We hebben interviews gevoerd met gesprekspartners vanuit een selectie van organisaties. Van elk organisatietype hebben we één of meerdere organisaties geselecteerd (zie de tabel in de bijlage). De opbrengst van de interviews geven een diepgaand, kwalitatief beeld vanuit

verschillende perspectieven over het functioneren van rijksorganisaties op afstand en de rol die kaderstelling hier in de praktijk in speelt. In de bevindingen halen we relevante voorbeelden aan die naar voren zijn gekomen in de gesprekken.

2. Survey

Daarnaast hebben we een survey uitgezet onder de bestuurssecretarissen of voorzitters (bij adviescolleges) van alle vier de organisatietypen, zowel bij organisaties die wel als bij organisaties die niet onder de te evalueren kaders vallen.
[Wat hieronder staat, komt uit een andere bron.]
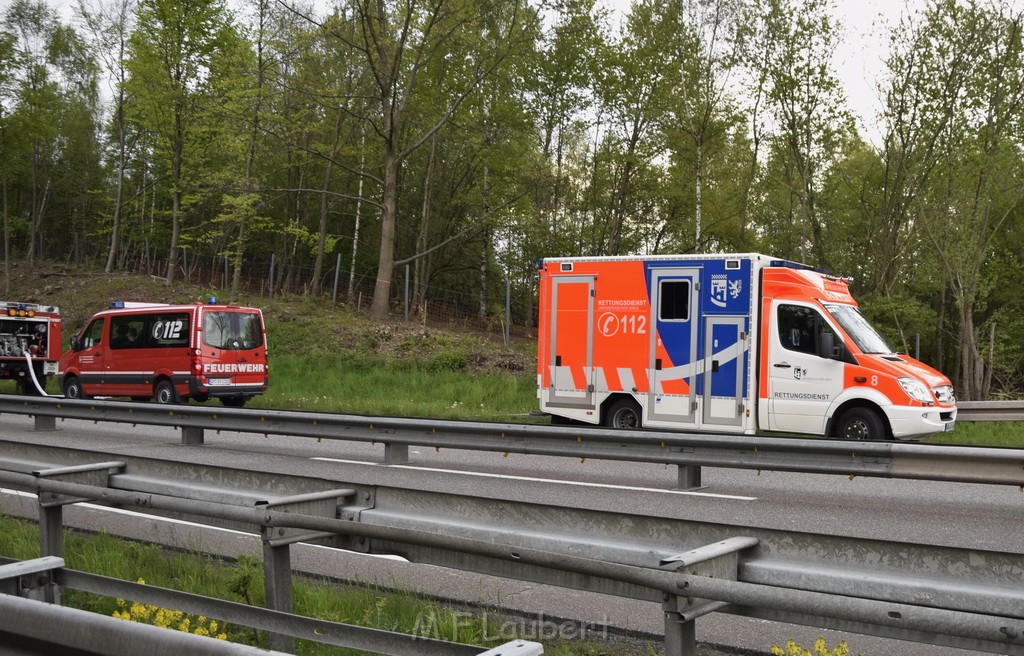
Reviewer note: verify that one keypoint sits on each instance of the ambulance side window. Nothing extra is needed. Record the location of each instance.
(799, 328)
(93, 335)
(674, 301)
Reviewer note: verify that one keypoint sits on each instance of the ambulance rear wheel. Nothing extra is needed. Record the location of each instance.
(624, 413)
(860, 424)
(164, 393)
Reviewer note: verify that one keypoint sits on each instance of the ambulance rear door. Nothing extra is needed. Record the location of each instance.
(571, 342)
(672, 369)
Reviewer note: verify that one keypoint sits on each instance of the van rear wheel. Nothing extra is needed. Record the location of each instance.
(164, 393)
(860, 424)
(624, 413)
(73, 388)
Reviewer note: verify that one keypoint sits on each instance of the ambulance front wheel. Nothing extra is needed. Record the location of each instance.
(624, 413)
(164, 393)
(860, 424)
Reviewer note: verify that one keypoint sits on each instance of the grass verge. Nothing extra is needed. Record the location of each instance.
(242, 581)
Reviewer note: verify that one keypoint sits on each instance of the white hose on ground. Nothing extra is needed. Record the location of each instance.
(32, 374)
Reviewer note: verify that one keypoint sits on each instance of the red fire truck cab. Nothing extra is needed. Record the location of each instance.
(29, 333)
(169, 353)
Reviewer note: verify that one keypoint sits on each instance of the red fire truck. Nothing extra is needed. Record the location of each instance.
(169, 353)
(30, 344)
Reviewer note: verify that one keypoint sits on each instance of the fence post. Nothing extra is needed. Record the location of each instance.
(337, 271)
(407, 294)
(508, 311)
(272, 262)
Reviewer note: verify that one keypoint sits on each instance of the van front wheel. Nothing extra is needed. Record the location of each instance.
(164, 393)
(860, 424)
(624, 413)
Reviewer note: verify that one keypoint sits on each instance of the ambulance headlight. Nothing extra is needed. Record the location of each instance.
(915, 390)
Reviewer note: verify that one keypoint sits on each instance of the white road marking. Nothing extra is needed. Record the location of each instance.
(542, 480)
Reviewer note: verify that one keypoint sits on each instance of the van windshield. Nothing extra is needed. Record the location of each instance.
(862, 333)
(231, 331)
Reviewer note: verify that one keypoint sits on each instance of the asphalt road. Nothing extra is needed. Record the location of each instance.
(950, 514)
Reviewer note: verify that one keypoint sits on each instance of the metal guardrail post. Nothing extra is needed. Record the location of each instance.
(51, 508)
(30, 579)
(43, 423)
(720, 560)
(192, 435)
(680, 631)
(395, 453)
(689, 477)
(278, 555)
(278, 585)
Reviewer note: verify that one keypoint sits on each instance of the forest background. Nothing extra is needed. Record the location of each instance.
(462, 140)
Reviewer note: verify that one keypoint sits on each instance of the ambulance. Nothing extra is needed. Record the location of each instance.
(724, 343)
(169, 353)
(30, 344)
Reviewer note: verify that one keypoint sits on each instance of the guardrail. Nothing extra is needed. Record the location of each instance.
(688, 451)
(968, 599)
(23, 614)
(990, 411)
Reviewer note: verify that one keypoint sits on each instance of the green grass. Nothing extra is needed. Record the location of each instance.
(242, 581)
(357, 385)
(983, 434)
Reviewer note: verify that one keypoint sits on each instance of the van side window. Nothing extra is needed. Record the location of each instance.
(93, 335)
(126, 332)
(232, 331)
(674, 301)
(799, 328)
(166, 330)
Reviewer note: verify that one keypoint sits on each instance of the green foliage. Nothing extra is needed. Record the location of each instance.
(820, 649)
(472, 140)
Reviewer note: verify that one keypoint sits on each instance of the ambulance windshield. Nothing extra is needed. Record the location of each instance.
(862, 333)
(231, 331)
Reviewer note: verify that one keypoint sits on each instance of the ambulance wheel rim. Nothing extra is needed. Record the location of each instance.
(856, 430)
(861, 424)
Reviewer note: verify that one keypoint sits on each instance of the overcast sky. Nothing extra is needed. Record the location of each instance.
(859, 59)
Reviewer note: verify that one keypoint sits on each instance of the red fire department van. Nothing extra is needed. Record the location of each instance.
(169, 353)
(29, 333)
(726, 343)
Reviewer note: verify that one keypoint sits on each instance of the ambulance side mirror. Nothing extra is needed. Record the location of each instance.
(826, 346)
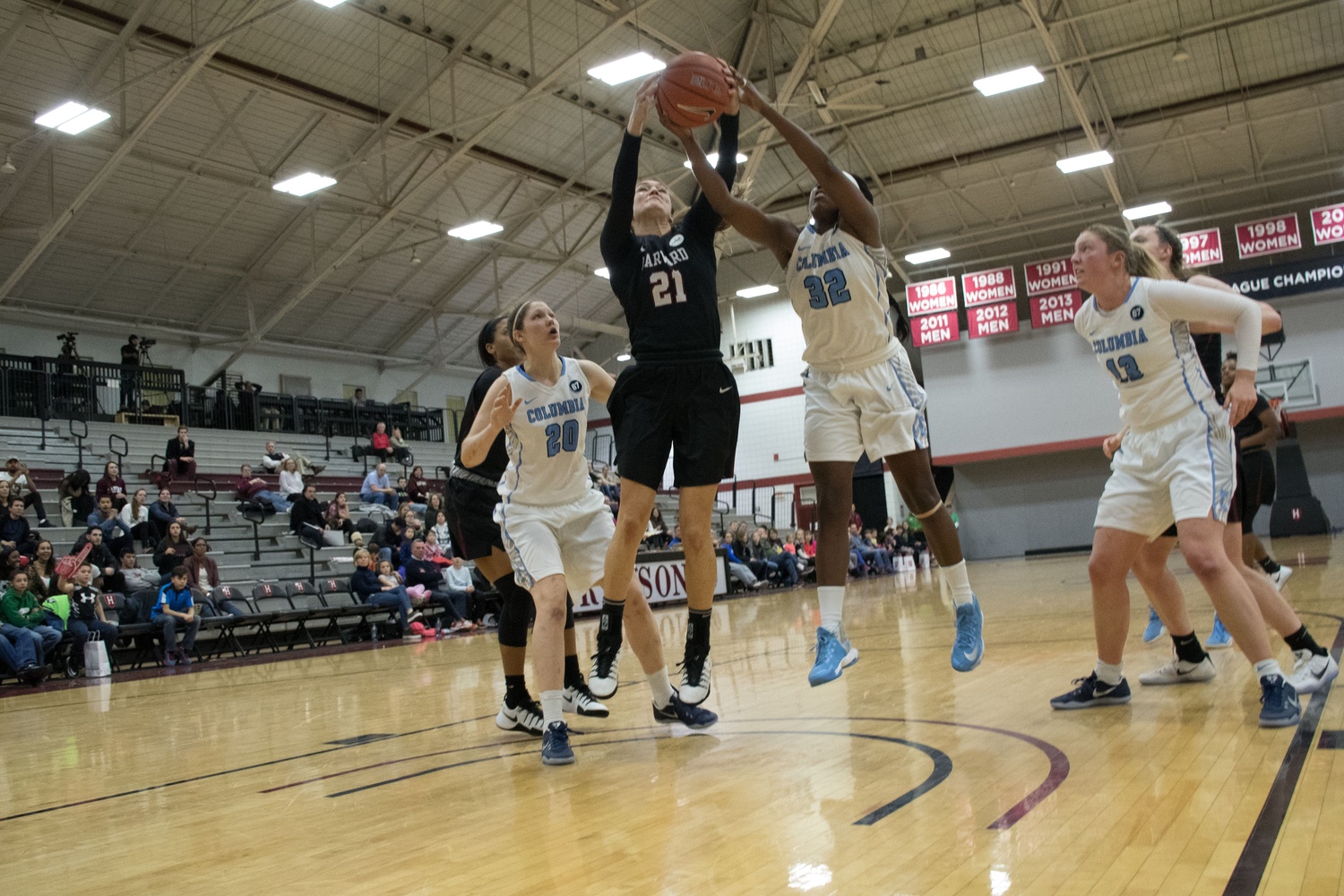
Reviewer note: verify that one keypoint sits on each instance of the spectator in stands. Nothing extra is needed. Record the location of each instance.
(378, 487)
(22, 487)
(174, 608)
(290, 482)
(163, 512)
(112, 485)
(21, 608)
(15, 530)
(131, 576)
(180, 455)
(365, 583)
(116, 533)
(134, 516)
(202, 570)
(86, 616)
(397, 445)
(75, 500)
(172, 549)
(253, 487)
(381, 444)
(273, 457)
(104, 560)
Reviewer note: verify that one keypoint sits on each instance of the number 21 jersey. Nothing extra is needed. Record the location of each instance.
(838, 287)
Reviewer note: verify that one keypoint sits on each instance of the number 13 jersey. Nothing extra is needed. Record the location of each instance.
(546, 438)
(838, 287)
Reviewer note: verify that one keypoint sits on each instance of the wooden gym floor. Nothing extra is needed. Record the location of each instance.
(381, 770)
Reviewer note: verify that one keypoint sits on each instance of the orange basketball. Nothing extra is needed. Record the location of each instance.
(694, 90)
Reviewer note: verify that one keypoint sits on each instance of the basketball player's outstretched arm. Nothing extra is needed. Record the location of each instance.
(857, 211)
(486, 429)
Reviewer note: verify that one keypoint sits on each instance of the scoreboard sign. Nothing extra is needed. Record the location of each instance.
(983, 288)
(992, 320)
(1268, 237)
(1202, 247)
(1053, 311)
(1054, 276)
(932, 296)
(935, 330)
(1328, 225)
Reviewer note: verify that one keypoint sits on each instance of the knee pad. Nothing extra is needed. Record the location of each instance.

Het doel van de survey was om een breed beeld op te halen over de bekendheid met de kaders, het functioneren van organisaties op afstand op de vijf thema’s en de rol van de kaders hierin. De survey bestaat voornamelijk uit feitelijke vragen en op sommige punten vragen die een persoonlijke inschatting vereisen van de respondent. In een separate bijlage rapporteren we uitgebreid over de resultaten van de survey per organisatietype.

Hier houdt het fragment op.